Может, Псков, а может, Тула,
может, Амхерст в декабре.
Стол, приёмник, спинка стула,
руки ‒ в лунном серебре.
Только голуби воркуют,
колоколенка звонит,
а влюблённые тоскуют,
а погасшее горит.
Спят созвездья и собаки,
не болит, тревоги нет,
через мусорные баки
прорастает маков цвет.
И проходят друг сквозь друга,
как сквозь тень проходит тень,
массачусетская вьюга,
достоевский белый день.
Мечта о вороне и Моцарте
Написать бы так разорвано,
так ‒ рваниною словес,
чтобы чёрным горлом ворона
Моцарт маленький пролез ‒
доказательством прощения
прозвучал на белый свет,
оказался возвращением,
тем, чего на свете нет,
и чего, наверно, не было,
а точнее, только в нём
пролетело небом-неводом,
синим облаком-огнём.
Земляничное место
Только светлая музыка лета
(ты не пьян? ты случайно не пьян),
словно тюлевый зонтик, воздета
над росой земляничных полян.
Ах, какое нам собственно дело ‒
мы стирали сорочки в крови ‒
что свистело, чирикало, пело
и так далее ‒ лето любви.
Сводит горло от сладкого крика ‒
«Эй, профессор, вас не было тут!»
Да, здесь тоже растёт земляника,
только здесь по-другому растут.
Почему же так хочется, милый
и беспомощный, как дурачок,
а точнее, душа попросила, ‒
плакать в белый твой воротничок,
словно лодка и доски причала,
женский смех, поцелуй сгоряча ‒
это смерть надо мной промолчала,
словно жизнь, над тобой прозвучав.
Вифлеемская звезда
1
Наташе
Небо, небо, ты тише, чем птица,
потому что ты не навсегда.
Но ‒ ответчица, а не истица ‒
Вифлеемская светит звезда.
А ещё нам поэзия светит
и казённая наша тоска.
Но горит, Что горит, и ответит,
Что горит ‒ за судьбу волоска,
на судьбу колоска и былинки.
А пока что ‒ до неба пешком
по обычаю и по старинке,
без мешка, если даже с мешком.
И не просто пешком, а босыми ‒
тёплый снег вифлеемский готов
прикоснуться к мозолям и к стыни
и ступней обнажённых, и ртов.
2
О. Б-кой
Я читал тебя и плакал.
Господи, зачем
колокольчиком прозвякал
месяц-Вифлеем?
За окном моим косматы
гривы облаков.
За окном шестой палаты ‒
лица стариков.
А в шестой палате пусто ‒
только скрип доски,
только вонь гнилой капусты
и больной тоски.
Только бродит кто-то ночью,
кто-то ‒ по утрам,
кто-то ставит многоточье,
весит пару грамм.
И на старые ступени
(вход во флигелёк)
старый-старый куст сирени
ветками прилёг.
Я тебе пишу об этом,
сам не зная ‒ нах?
Потому ль, что быть поэтом ‒
это быть в слезах?
Ну а что поэту ближе,
чем январский день,
запах призраков из книжек,
белая сирень?
Тристан и Изольда
Хоть это не ночь, и не светит звезда,
хоть «здравствуй» не сможет она мне сказать,
хоть женщину эту уже навсегда,
но этой пластинке нельзя доиграть.
Никто не запомнил ‒ зачем и почём
играла пластинка, лоснился паркет,
и даже не зная, что он обречён,
в квартире стоял электрический свет.
Стоял, прислонившись к дверям и стене,
порой прислонялся к причёскам и ртам,
к другой стороне, утонувшей стране.
Я тоже ведь мёртвый!
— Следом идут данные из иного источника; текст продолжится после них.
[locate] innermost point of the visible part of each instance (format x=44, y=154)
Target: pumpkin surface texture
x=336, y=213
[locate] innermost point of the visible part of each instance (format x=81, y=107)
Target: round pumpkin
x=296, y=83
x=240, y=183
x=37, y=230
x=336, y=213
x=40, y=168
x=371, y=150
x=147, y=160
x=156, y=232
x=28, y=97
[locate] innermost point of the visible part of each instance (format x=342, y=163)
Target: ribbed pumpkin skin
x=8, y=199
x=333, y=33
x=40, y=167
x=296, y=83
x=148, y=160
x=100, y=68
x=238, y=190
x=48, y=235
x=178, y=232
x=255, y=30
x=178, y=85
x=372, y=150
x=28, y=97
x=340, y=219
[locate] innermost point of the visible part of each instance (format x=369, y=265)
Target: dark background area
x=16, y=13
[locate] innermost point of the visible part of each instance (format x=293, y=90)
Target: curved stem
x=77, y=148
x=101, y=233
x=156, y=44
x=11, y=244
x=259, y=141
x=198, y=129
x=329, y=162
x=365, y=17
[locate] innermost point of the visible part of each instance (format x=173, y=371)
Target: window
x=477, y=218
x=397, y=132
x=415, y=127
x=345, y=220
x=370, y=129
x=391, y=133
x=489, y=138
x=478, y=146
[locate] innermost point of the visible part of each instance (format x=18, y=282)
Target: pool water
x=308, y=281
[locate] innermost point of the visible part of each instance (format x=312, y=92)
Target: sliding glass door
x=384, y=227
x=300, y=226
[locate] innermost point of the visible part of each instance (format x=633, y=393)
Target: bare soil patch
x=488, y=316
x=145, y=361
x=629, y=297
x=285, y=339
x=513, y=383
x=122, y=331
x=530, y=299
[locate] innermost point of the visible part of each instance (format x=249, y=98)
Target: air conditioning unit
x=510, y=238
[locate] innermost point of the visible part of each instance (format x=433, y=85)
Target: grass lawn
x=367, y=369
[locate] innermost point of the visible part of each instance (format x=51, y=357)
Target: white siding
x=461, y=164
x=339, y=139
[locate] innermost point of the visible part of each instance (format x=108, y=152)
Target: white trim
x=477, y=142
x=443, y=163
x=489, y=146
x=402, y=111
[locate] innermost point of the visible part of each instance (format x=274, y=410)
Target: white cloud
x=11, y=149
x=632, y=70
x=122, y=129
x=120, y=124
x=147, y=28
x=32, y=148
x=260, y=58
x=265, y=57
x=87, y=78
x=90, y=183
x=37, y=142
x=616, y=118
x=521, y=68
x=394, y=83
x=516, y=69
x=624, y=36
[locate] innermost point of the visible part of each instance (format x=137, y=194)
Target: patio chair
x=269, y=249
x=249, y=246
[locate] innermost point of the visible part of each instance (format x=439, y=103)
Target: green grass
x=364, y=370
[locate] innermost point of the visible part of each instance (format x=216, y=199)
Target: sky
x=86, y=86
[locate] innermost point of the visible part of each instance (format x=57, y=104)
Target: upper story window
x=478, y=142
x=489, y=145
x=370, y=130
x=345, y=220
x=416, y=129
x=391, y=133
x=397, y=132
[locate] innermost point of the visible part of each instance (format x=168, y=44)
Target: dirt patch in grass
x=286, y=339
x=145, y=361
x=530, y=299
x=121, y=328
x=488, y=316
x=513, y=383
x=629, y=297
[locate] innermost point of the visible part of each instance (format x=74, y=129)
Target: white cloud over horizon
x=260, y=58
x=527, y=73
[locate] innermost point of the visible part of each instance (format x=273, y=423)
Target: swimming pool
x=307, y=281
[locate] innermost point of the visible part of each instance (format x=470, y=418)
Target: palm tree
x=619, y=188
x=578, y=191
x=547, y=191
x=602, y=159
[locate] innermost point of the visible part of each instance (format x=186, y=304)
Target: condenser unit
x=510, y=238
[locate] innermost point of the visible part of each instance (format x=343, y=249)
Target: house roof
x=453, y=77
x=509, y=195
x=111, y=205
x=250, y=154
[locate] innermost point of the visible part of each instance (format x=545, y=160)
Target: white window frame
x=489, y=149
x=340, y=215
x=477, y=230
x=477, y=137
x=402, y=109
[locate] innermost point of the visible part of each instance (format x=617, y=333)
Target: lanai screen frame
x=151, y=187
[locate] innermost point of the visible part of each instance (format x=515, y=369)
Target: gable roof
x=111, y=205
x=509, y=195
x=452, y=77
Зачем я не там?
Зачем, почему ночевали потом,
лежали в постели, боясь шевельнуть
рукою, ногою, налившимся ртом,
боясь быть как все, кое-как, как-нибудь.
Фрейлахс 26 ноября
Н. П.
Это не я сказал,
это не ты сказала,
это твоим глазам
снится ресница-жало.
Если бы мы могли
вырвать его из нас.
Белый Покров на Нерли,
солнечный белый час.
Нерль из грудей течёт,
облако ‒ по реке.
Клезмер в Одессе пьёт
это же в кабаке.
Словно похожий вид,
словно звучит псалом,
словно пастух Давид
царствует за столом.
Птица белее в траве,
словно любовь, бела.
У неё в голове ‒
медные колокола.
Клезмер в Одессе спит,
видит во сне, что он ‒
царь и пастух Давид ‒
слышит какой-то звон.
Наколка
Ольге Б-ой
Я буду «лечь», я буду «встать»
той самой колокольней.
Стихов божественная стать
всё проще и прикольней.
Ко мне слетаются врачи,
вгоняют в кровь мне что-то.
А в жизнь слетаются грачи ‒
работа есть работа.
Они идут, идут, идут
по дворику и пашне,
как вековечный ход минут ‒
сегодняшний, вчерашний
и тот, который будет там,
когда меня не станет.
Синеет, как наколка, храм ‒
извёсткой и крестами,
и обращаются на «ты» ‒
ко мне, и сразу ‒ к Богу,
его чернильные кресты.
Присядем на дорогу.
И в дальний путь, в далёкий путь ‒
палата ждёт шестая.
Ко мне слетается на грудь
грачей крикливых стая.
Перекрещусь. Не жди меня.
Целую. Плачу. Каюсь.
Прощай меня. Целуй меня.
И жди, не отрекаясь.
Поскольку между нами связь ‒
и жёстко, и жестоко ‒
и жёлтый дом, и «Здравствуй, князь!»
в стихотворенье Блока.
Поскольку есть промежду нас
терновая корона,
капусты запах, русский квас
и грозди Соломона.
Поскольку между нами есть
и пациент и Рагин,
поскольку расплескалась честь,
но впитана в бумаги.
Поскольку целовал Христос
в ответ ‒ Искариота.
Грачи слетелись. Не вопрос.
Работа есть работа.
Словно девочка
Не пойму, что это значит
(разве кто-нибудь поймёт?) ‒
сквознячок поёт и плачет,
тихо дудочка поёт.
Что-то есть такое в мире,
заменяющее мир ‒
запах извести в сортире,
свет за окнами квартир.
Бесконечность это что ли?
Что ли нежность навсегда?
В глубине венозных штолен
есть хрустальная вода.
Есть такое не такое ‒
зубы ломит, смерти нет,
поцелуя и покоя
и грозы подземной ‒ свет,
словно молния приходит,
и уходит в глубину,
словно девочка подходит
ночью к тёмному окну.
С наималейшим
Наташе
Это было крепче чаю,
пресловутого чифира.
‒ Я тебе не обещаю
ни спокойствия, ни мира.
Обещаю спуски в штольни
за Его вином и хлебом,
а не эти колокольни,
породнившиеся с небом.
Обещаю дом, палату,
одеяло, приступ, койку,
не зарплату, а заплату,
не джекпот, а неустойку.
Обещаю пот горячий,
и холодный будет тоже.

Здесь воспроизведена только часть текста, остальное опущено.